Le spectre des adorateurs se révèle étonnamment large. Au nombre des sectateurs de Guy Debord, on pointe les jeunes autonomes des Black Blocs et les théoriciens du Comité invisible, qui communient de concert avec Jean Daniel, Karl Zéro, Giorgio Agamben, ou Alain de Benoist.
Les uns et les autres avancent bien souvent des arguments contradictoires.
Tel est bien le paradoxe fondateur du legs de Guy Debord. Chacun peut y piocher à sa guise, tant l’œuvre se dérobe aux classifications.
Un hommage à ce point universel ne manque évidemment pas de susciter le soupçon. L’astre noir de la littérature et l’ennemi de son temps se trouve aujourd’hui couvert de fleurs par ceux là même qu’il conchiait avec verve.
La Debordmania relève de la récupération. Il y a ici comme un parfum de revanche perverse.
On peut aussi éclairer la scène sous une autre lumière et juger que Debord était un classique, que l’actuelle reconnaissance se trouve légitime, qu’elle correspond à l’inéluctable, et qu’elle permet aux textes de parvenir au plus grand nombre.
Pourquoi devrait-on condamner Debord à la clandestinité, sous prétexte qu’il porte sur son époque un jugement d’une incroyable alacrité ?
L’auteur des Hurlements en faveur de Sade avait, semble-t-il, prévu les événements futurs. La publication de sa Correspondance, démarrée chez fayard en 1999, et qui s’est achevée en 2010 au bout de huit volumes, démontre en tout cas un relatif souci de transparence.

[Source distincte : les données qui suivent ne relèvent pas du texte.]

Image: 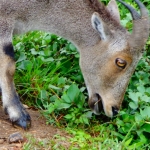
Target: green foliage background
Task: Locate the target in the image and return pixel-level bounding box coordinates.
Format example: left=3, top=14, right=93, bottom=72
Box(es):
left=13, top=0, right=150, bottom=150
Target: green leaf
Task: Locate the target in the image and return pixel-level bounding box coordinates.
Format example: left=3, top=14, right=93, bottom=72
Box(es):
left=137, top=85, right=145, bottom=94
left=141, top=123, right=150, bottom=133
left=129, top=102, right=138, bottom=110
left=67, top=84, right=80, bottom=102
left=64, top=114, right=72, bottom=120
left=61, top=93, right=72, bottom=104
left=124, top=138, right=133, bottom=147
left=40, top=90, right=47, bottom=99
left=48, top=84, right=61, bottom=90
left=16, top=52, right=27, bottom=63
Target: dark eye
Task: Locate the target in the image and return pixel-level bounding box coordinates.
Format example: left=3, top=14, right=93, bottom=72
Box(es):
left=116, top=58, right=127, bottom=69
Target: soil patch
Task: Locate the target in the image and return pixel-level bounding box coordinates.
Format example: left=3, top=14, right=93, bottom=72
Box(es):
left=0, top=106, right=67, bottom=150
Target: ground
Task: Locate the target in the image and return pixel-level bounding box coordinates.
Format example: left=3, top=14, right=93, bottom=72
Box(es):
left=0, top=106, right=68, bottom=150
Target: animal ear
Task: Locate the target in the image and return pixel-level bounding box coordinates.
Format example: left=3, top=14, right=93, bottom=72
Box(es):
left=91, top=12, right=111, bottom=40
left=107, top=0, right=120, bottom=24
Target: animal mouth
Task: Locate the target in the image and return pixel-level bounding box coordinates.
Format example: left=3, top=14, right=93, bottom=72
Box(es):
left=89, top=93, right=103, bottom=115
left=89, top=93, right=119, bottom=117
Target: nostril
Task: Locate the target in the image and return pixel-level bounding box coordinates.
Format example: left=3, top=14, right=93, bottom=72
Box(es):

La correspondance est certes loin d’être complète et on peut déplorer de curieux oublis. Manquent les lettres à Michèle Bernstein ou à Jacqueline de Jong.
Alice, la veuve officielle de Guy Debord, ne m’a jamais aimé.

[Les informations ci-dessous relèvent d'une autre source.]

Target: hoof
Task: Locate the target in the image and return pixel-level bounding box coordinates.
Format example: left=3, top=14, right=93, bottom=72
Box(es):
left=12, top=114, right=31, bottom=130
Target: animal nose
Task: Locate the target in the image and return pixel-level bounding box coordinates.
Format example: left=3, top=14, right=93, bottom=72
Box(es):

Sans doute a-t-elle regretté que je ne lui donne pas à lire le manuscrit du présent ouvrage, avant publication. Plus tard, elle m’a écrit, en affirmant que le livre contenait des centaines d’erreurs. Je lui ai proposé de les corriger. Elle a refusé, mais pourquoi ? Plus tard, dans une lettre, elle n’en a plus trouvé que trois. Peu importe au fond…
On lui doit beaucoup. Elle a organisé, régulé, planifié la panthéonisation de Guy Debord.
Grace à elle, Debord à été « ambassadeur culturel » de France en 2004 et les ambassades ont accueilli des débats, des expositions contenant des pièces encore inédites.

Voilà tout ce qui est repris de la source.